Gregoire Believes Hometown Team Will Win Contract

At this writing, Boeing hasn't lost the US Air Force's KC-X contract to provide the service with new tankers just yet -- and many analysts feel a Boeing win over a team comprised of EADS and Northrop Grumman is all-but assured. But that didn't stop the governor of Washington from threatening a possible legal protest if Boeing is denied the contract.

Speaking to reporters Tuesday after a meeting with the state's congressional delegation, Gov. Chris Gregoire said the state could file a congressional inquiry or take another course of action if Boeing isn't awarded the KC-X deal.

A decision from the Air Force was originally said to be coming as soon as Wednesday evening... though officials said Wednesday afternoon not to expect an annoucement until Friday, at the earliest.

Gregoire then stressed she still believes Boeing will come out on top, reports The Seattle Post-Intelligencer. "I'm banking on us getting it," she said. "I just think we win if it's done absolutely without politics, based on experience, work force, all of that. So I'm feeling good about this.
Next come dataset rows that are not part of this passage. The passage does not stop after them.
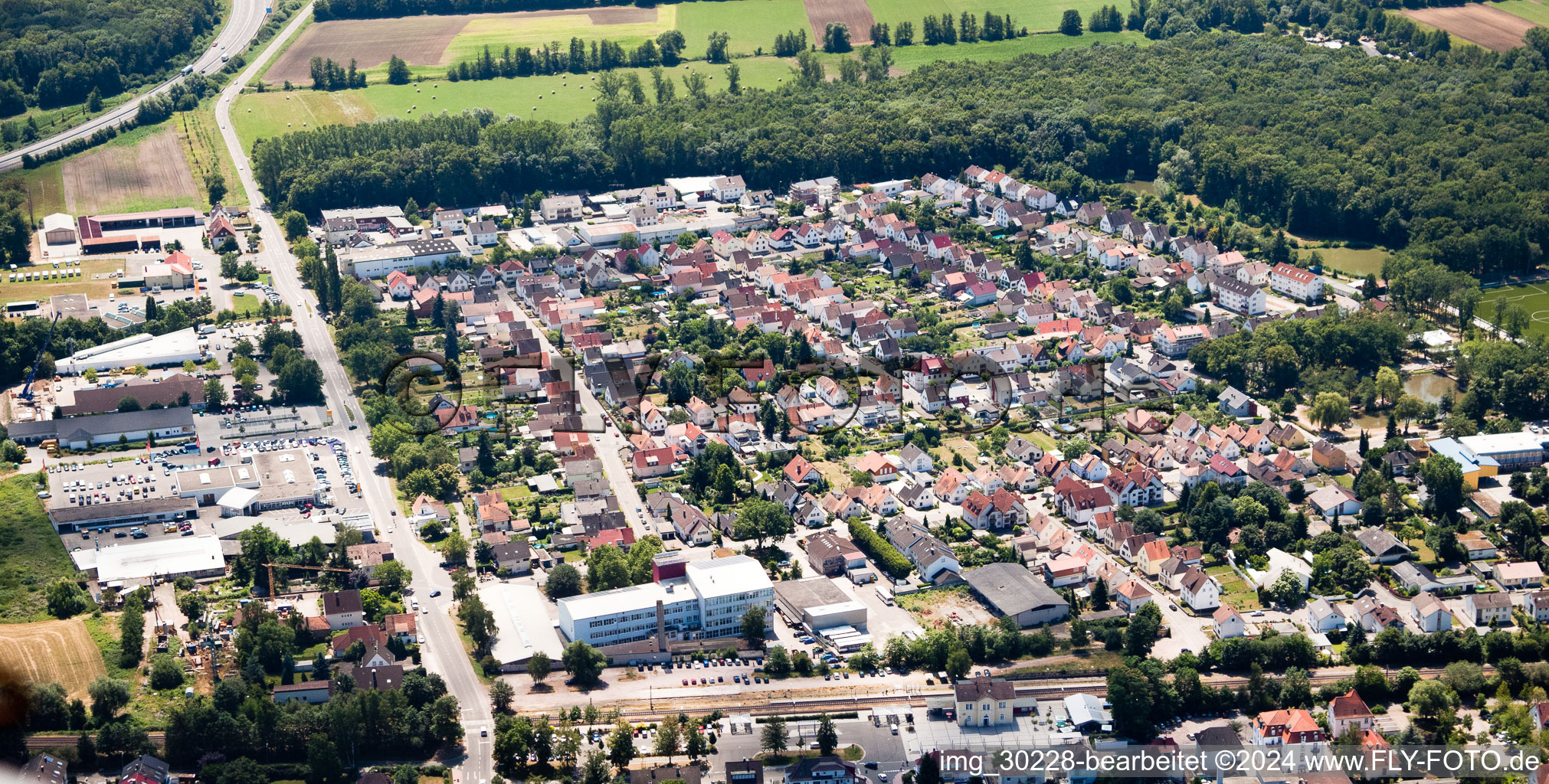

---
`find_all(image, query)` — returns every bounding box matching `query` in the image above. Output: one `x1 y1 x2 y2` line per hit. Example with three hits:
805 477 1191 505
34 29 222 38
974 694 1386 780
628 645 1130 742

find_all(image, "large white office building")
558 554 774 646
"If we don't win, then I think there'll be a lot of questions asked about why in the world would Boeing, with that work force, that expertise, that experience, that history -- how could they not have gotten this?" Gregoire then added, muddying the waters somewhat. "My sense is there'll be a lot of questions raised and then we'll get into the protest."

Of course, Gregoire isn't the first person to raise the ominous specter of legal action, from either side of the hotly-contested KC-X battle. As ANN has reported extensively, Boeing is offering its KC-767 aerial refueling platform to replace 179 aging KC-135 tankers in the Air Force fleet; Northrop/EADS has countered with a variant of its KC-330 Multi-Role Tanker Transport.
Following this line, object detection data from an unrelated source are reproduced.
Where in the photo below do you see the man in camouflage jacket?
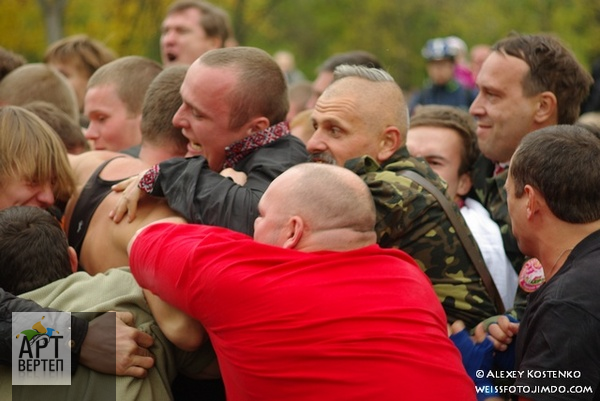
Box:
[307,66,496,327]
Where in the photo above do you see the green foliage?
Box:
[0,0,600,89]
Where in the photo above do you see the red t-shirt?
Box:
[130,224,475,401]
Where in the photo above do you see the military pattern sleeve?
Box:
[346,148,496,327]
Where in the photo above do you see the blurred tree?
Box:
[0,0,600,90]
[38,0,67,44]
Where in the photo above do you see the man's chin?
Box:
[308,153,337,166]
Boeing recently delivered the first KC-767 to Japan, albeit one year behind schedule; the KC-330 is still undergoing development.

The contract to be awarded shortly is the first of three phases of the KC-X program, which aims to ultimately replace 502 aging tankers. Both sides have appealed to lawmakers in Washington and Kansas (Boeing) and Alabama (EADS/Northrop) to support their respective bids, touting new jobs and economic growth.

Federal law allows losing bidders on federal contracts to appeal to the Government Accountability Office, if they allege the agency involved violated terms of the procurement agreement when selecting the winning contract.

Such a battle is now underway with another Air Force program -- the CSAR-X search-and-rescue helicopter bid, which was originally awarded to Boeing's HH-47 in November 2006. Losing bidders Sikorsky and Lockheed promptly lodged protests... and the Air Force, after some stalling, agreed to reopen the bidding process last year.

There's also a fair amount of political irony here... as in 2005, Gregoire was among the most vocal supporters of efforts by three Washington counties to bring the KC-30 assembly plant to the state.